Autoscaling? Data center cooling and power use?

  • Would rather not. Just to be in the compliant zone legally and also to stay somewhat anonymous. Sincerely sorry to disappoint. But let me assure you it was nothing exotic.

    • Fair. Not sure what it’s like getting tech talks approved through comms these days, but this would be fascinating to hear about at a SF or SouthBay Systems meetup.

could you give a brief overview of: - what libs were you using - what kind of algos / models were most useful for what kind of data?

I have an IoT use-case, I wanted to look both at NNs and more classical stats models to see if it has value

  • Can't for obvious reasons. But no specialized libraries used.
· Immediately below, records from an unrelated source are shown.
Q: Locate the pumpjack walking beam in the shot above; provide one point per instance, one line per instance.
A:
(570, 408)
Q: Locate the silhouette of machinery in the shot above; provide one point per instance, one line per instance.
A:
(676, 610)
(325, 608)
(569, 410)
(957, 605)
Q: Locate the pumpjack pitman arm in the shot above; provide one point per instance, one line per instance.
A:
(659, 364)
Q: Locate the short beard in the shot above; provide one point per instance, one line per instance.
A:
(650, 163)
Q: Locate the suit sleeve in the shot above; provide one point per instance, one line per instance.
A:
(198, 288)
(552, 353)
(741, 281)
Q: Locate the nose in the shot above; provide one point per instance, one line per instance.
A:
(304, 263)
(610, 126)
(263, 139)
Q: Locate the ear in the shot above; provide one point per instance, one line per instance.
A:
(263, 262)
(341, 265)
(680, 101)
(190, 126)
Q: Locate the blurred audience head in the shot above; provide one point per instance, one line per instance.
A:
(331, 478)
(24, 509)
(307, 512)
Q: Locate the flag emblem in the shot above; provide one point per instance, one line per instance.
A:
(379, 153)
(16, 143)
The usual Python stack that comes packaged for any respectable OS distribution these days, mixed in with other close-to-the-metal languages for performance or API compatibility reasons.

    Look up nonparametric statistical process control and you will find useful papers. The algorithms are actually quite simple to implement. If the algorithms are not simple then probably they are not worth your time. The analysis in the paper might be complicated, don't worry about that, look for simplicity of the algorithms.

  • did similar work at similar scale to srean.

    Assume you have signal from one IoT device, say a sensor reading. Anomalies are sudden changes in the value of the signal. Define sudden (using the time delta between observations and your other domain knowledge); let's say the sensor reports 1x/second and sudden means 1-3 minutes.

    Simple options: rolling mean last 3 values/rolling mean last 60 values. If this value is over a threshold, alert

    Say the readings are normally distributed, or they can be detrended/made normal via a simple 1 or 2 stage AR/MA model. Apply the https://en.wikipedia.org/wiki/Western_Electric_rules to detect anomalies.

    Complexer but still simple options. Say you have IoT sensors over a larger area, and an anomaly is one sensor which is higher than others. Run roughly the same analysis as above, but on the correlation matrix of all the sensors. Look for rapidly changing correlations.

    example: temperature detectors in each room of your house, and your kid opens the front door to go play in the snow. The entry hall cools down while the rest of the house's temp stays roughly stable. You can picture what that does to the correlation matrix.

    • Bang on.

      It was little more complicated to remove temporal dependencies from the original streams and we could not rely on Gaussian behaviour. Other than that, it's pretty much the same, barring an effort to keep the alerting thresholds unaffected by recent anomalies.